DynamoRIO
Exclusive Monitors

Overview

This document explores the challenging problem of handling exclusive monitors on the ARM/AArch64 architecture in the DynamoRIO dynamic binary instrumentation system. After explaining why the problem is so difficult, several possible solutions are presented and discussed.

What is an Exclusive Monitor?

The ARM/AArch64 architecture contains a version of load-locked/store-conditional synchronization primitives involving exclusive monitors. A pair of instructions defines the synchronization region: the load-exclusive and the store-exclusive instructions. The load-exclusive sets up an exclusive monitor on the memory containing the load’s address. The subsequent store-exclusive succeeds only if there has been no intervening access to the monitored memory since the load-exclusive. This provides a read-modify-write synchronization primitive.

Below are some examples from libc. The first one is an atomic subtract with acquire semantics on the load-exclusive:

1f404: ldaxr w1, [x0]
1f408: sub w2, w1, #0x1
1f40c: stxr w3, w2, [x0]
1f410: cbnz w3, 1f404 <__libc_start_main@@GLIBC_2.17+0x17c>

The success of the store-exclusive is returned in the first operand, w3 above, with the cbnz looping on failure (non-zero).

Another example is a store-if-zero with a comparison and conditional branch between the load-exclusive and store-exclusive:

20e9c: ldaxr w2, [x0]
20ea0: cmp w2, #0x0
20ea4: b.ne 20eb0 <__gconv_get_alias_db@@GLIBC_PRIVATE+0xae0>
20ea8: stxr w3, w1, [x0]
20eac: cbnz w3, 20e9c <__gconv_get_alias_db@@GLIBC_PRIVATE+0xacc>

Theoretically there could be many branches in between: these sequences are not limited to a single shape. Fortunately they cannot be nested, as each hardware thread supports only one monitor. ARM/AArch64 also strongly recommends limiting sequences to 128 bytes and avoiding memory accesses, cache invalidations, indirect branches, and other actions inside the sequence.

In libc, these sequences seem to come in only a few varieties: the two above, plus an even simpler form with no instructions in the middle:

20ee0: ldxr w1, [x0]
20ee4: stlxr w3, w2, [x0]
20ee8: cbnz w3, 20ee0 <__gconv_get_alias_db@@GLIBC_PRIVATE+0xb10>

The load-exclusive and store-exclusive instructions are intended to always be used in pairs. A load-exclusive without a corresponding store-exclusive would simply waste hardware resources by engaging the monitor, causing potential performance loss. A store-exclusive without a prior load-exclusive produces undefined behavior but should be expected to fail.

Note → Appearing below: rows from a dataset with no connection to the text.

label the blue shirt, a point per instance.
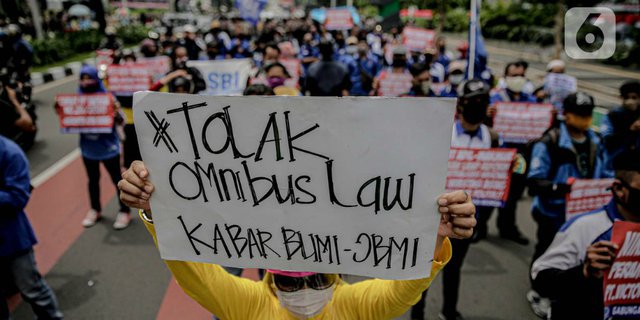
(16, 234)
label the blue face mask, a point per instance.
(276, 82)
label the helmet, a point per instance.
(474, 88)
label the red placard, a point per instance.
(621, 283)
(104, 57)
(587, 195)
(417, 13)
(521, 122)
(157, 66)
(394, 84)
(484, 173)
(415, 38)
(338, 19)
(85, 113)
(128, 78)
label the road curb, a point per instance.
(56, 73)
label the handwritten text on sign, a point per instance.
(522, 122)
(484, 173)
(418, 38)
(622, 281)
(85, 113)
(587, 195)
(297, 183)
(224, 77)
(128, 78)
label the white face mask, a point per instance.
(425, 86)
(305, 303)
(515, 84)
(456, 79)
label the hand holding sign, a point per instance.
(135, 187)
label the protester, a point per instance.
(327, 77)
(571, 150)
(281, 294)
(17, 262)
(571, 270)
(99, 148)
(468, 132)
(621, 128)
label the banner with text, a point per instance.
(418, 39)
(394, 84)
(85, 113)
(297, 183)
(338, 19)
(224, 77)
(587, 195)
(521, 122)
(484, 173)
(127, 79)
(622, 280)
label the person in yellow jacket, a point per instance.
(302, 295)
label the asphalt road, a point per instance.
(105, 274)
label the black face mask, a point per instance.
(399, 63)
(633, 200)
(474, 114)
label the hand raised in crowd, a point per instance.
(600, 256)
(458, 215)
(135, 188)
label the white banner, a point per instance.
(224, 77)
(333, 185)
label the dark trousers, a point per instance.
(20, 272)
(93, 172)
(130, 145)
(450, 281)
(547, 229)
(507, 214)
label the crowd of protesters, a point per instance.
(570, 256)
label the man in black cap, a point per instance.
(572, 150)
(571, 270)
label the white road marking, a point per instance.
(55, 168)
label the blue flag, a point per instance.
(477, 53)
(250, 9)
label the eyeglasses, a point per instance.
(317, 281)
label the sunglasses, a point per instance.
(317, 281)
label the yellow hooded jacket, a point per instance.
(230, 297)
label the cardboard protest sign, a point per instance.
(418, 39)
(622, 280)
(484, 173)
(394, 84)
(558, 86)
(224, 77)
(129, 78)
(521, 122)
(157, 66)
(85, 113)
(338, 19)
(587, 195)
(335, 185)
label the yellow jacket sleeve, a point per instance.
(231, 297)
(386, 299)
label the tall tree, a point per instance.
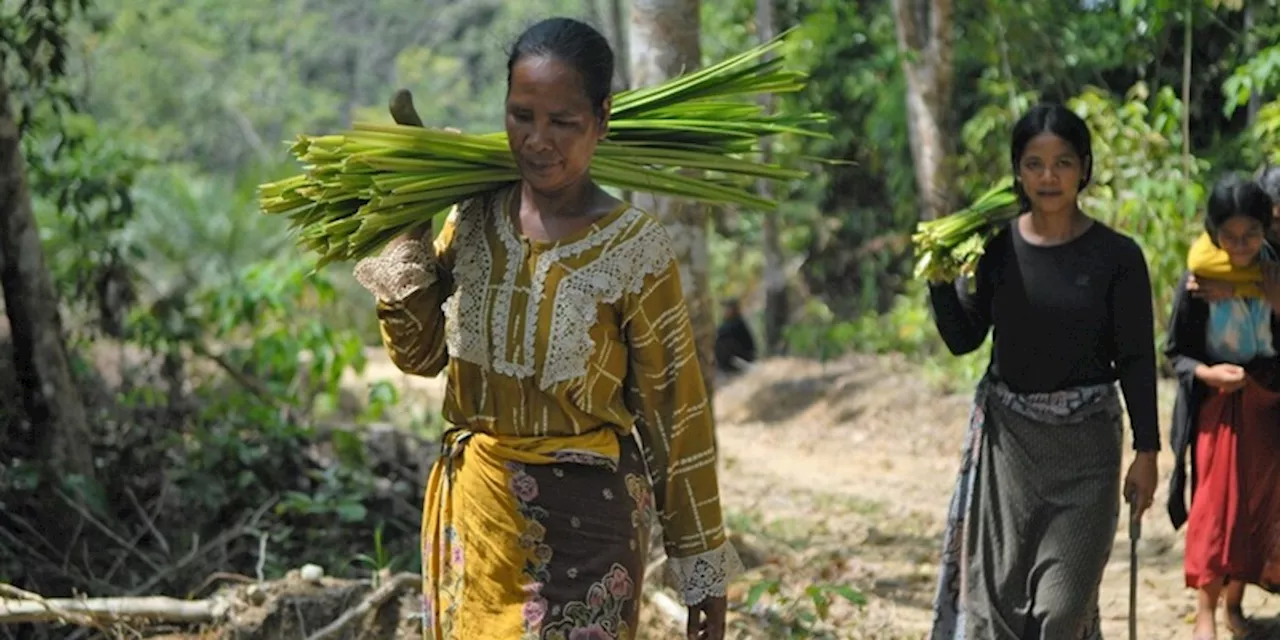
(926, 44)
(775, 277)
(664, 44)
(32, 60)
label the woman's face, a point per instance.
(551, 126)
(1242, 240)
(1050, 172)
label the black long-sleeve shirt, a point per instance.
(1061, 316)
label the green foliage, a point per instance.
(798, 616)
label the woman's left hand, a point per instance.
(707, 620)
(1139, 483)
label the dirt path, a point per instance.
(858, 457)
(841, 474)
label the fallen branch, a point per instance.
(371, 602)
(100, 611)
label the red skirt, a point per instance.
(1233, 530)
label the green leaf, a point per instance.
(758, 590)
(351, 512)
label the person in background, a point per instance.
(735, 347)
(1037, 501)
(1224, 352)
(576, 405)
(1212, 277)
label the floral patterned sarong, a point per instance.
(535, 538)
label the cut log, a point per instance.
(109, 609)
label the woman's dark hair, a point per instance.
(576, 44)
(1233, 196)
(1057, 119)
(1269, 178)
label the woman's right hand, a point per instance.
(1210, 291)
(1225, 378)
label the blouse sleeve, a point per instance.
(410, 284)
(670, 402)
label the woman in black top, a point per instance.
(1068, 301)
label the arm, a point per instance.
(1184, 343)
(964, 320)
(1134, 346)
(673, 414)
(410, 283)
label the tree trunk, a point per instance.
(663, 44)
(618, 36)
(50, 397)
(1251, 49)
(775, 279)
(926, 42)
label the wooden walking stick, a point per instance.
(1134, 535)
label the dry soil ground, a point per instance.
(841, 474)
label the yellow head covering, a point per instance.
(1210, 261)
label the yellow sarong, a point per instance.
(553, 534)
(1207, 260)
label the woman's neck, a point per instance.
(1057, 225)
(571, 201)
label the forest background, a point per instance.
(191, 373)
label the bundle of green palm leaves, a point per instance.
(950, 247)
(364, 187)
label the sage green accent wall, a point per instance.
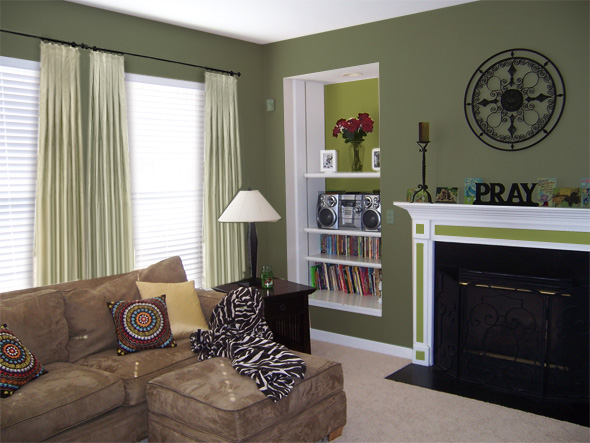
(347, 100)
(577, 238)
(104, 29)
(425, 63)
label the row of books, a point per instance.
(350, 245)
(349, 279)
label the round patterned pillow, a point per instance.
(18, 365)
(141, 324)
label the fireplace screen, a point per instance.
(522, 333)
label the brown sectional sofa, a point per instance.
(90, 393)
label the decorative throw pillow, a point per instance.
(141, 324)
(17, 364)
(182, 301)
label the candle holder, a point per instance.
(423, 187)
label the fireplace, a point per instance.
(515, 319)
(500, 305)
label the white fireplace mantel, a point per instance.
(530, 227)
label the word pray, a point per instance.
(520, 194)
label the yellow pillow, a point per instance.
(182, 301)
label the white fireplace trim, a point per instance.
(531, 227)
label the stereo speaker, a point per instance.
(327, 211)
(371, 217)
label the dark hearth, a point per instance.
(511, 324)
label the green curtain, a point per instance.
(108, 182)
(59, 244)
(224, 244)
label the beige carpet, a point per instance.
(381, 410)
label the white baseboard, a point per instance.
(361, 343)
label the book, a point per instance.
(585, 193)
(545, 191)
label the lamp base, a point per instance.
(248, 282)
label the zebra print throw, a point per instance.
(239, 332)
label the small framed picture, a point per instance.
(329, 160)
(376, 159)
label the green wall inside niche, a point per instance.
(347, 100)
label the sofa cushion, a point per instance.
(213, 400)
(138, 368)
(142, 325)
(90, 322)
(38, 320)
(18, 365)
(170, 270)
(66, 396)
(182, 301)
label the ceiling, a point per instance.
(268, 21)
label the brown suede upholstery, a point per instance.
(210, 401)
(76, 394)
(92, 394)
(37, 319)
(136, 369)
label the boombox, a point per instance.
(349, 211)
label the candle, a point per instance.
(423, 132)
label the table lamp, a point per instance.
(250, 207)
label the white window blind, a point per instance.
(19, 120)
(166, 143)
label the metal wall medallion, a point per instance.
(514, 99)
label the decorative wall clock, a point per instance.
(514, 99)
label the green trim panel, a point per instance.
(420, 292)
(577, 238)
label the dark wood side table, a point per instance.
(286, 310)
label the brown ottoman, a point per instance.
(210, 401)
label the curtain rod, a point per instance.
(94, 48)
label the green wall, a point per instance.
(425, 63)
(104, 29)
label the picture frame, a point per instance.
(376, 159)
(328, 160)
(446, 195)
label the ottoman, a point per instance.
(210, 401)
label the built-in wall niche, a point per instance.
(306, 131)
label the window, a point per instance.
(166, 143)
(166, 138)
(19, 115)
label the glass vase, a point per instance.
(357, 152)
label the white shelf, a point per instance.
(343, 232)
(345, 260)
(342, 175)
(342, 301)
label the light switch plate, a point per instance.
(389, 215)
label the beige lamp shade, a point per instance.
(249, 206)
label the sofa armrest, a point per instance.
(209, 299)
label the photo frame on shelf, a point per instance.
(328, 160)
(376, 159)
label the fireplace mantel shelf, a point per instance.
(519, 217)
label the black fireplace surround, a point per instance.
(513, 323)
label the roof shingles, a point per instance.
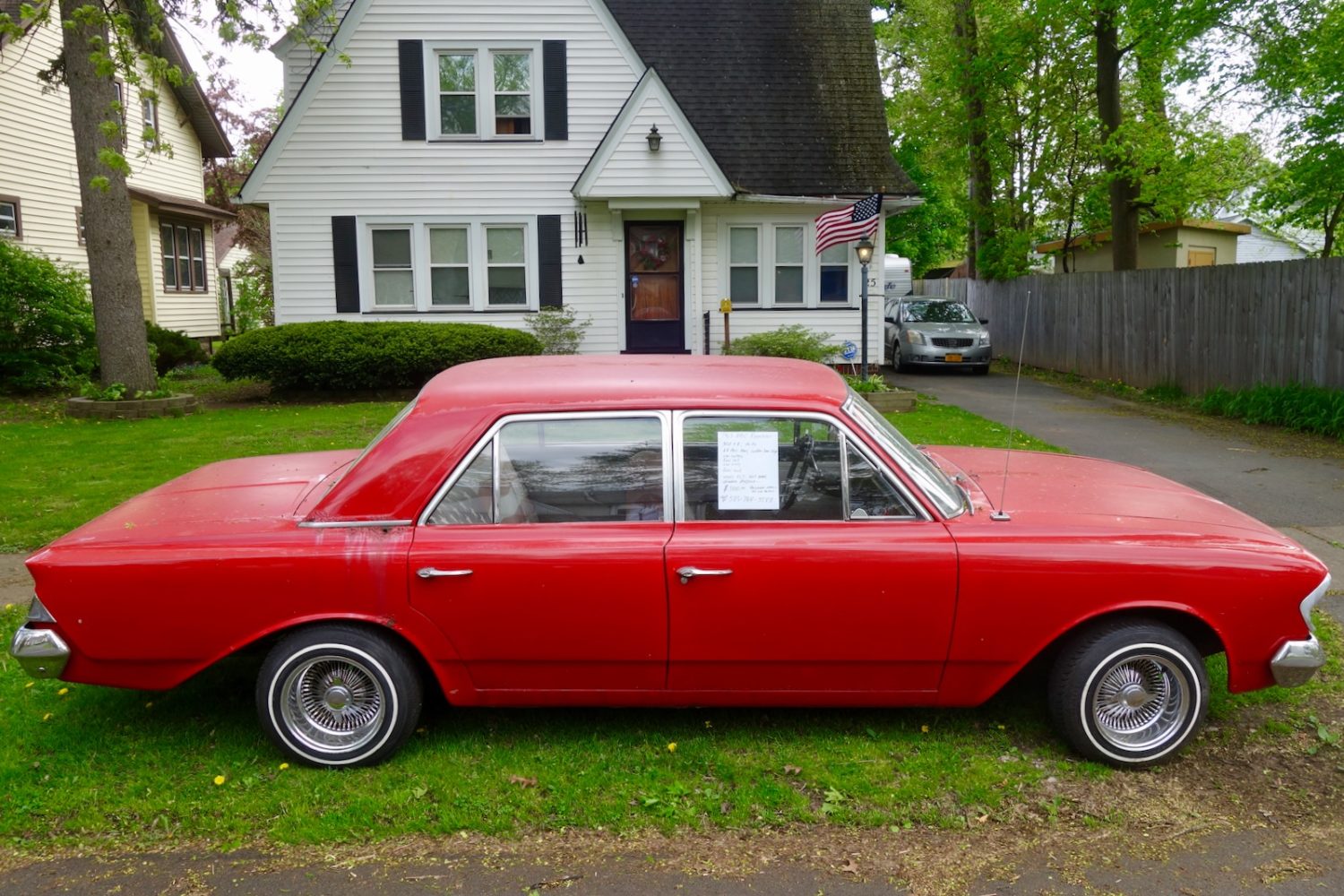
(785, 96)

The exclusive monitor is cleared not only with an intervening access by another thread. It will be cleared by cache evictions, TLB maintenance, or other events. The instruction clrex will clear the monitor as well and is meant for paths exiting the monitor region without executing the store-exclusive. The monitor will also be cleared by too many memory references even to unrelated addresses inside the monitored region, which leads to our problem, described next.

The Problem with Instrumenting Exclusive Monitors

The exclusive monitor can be cleared by any memory operation between the load-exclusive and store-exclusive. Just how sensitive the monitor is depends on the particular hardware implementation, with some allowing several loads or stores while others clear the monitor with a single load. Since dynamic instrumentation routinely adds additional memory loads and stores in between application instructions, it is in danger of breaking every monitor in the application. Sensitive hardware is common enough that we cannot simply refuse to run on such hardware, and some tools insert extensive instrumentation that would fail on all hardware (for example, see below regarding clean calls).

Consequences: Infinite Loop!

The application must be prepared for monitor failure (which can also occur due to unpredictable cache evictions or other hardware events), and will always try again in a loop if the exclusive-store fails. When inserted instrumentation causes the store-exclusive to fail every time, the application enters an infinite loop and does not make forward progress.

Problem Not Limited by Tool Type

Even without a target tool like drcachesim's memory tracer inserting loads and stores, the core DynamoRIO instrumentation engine has several cases where it inserts memory operations between application instructions.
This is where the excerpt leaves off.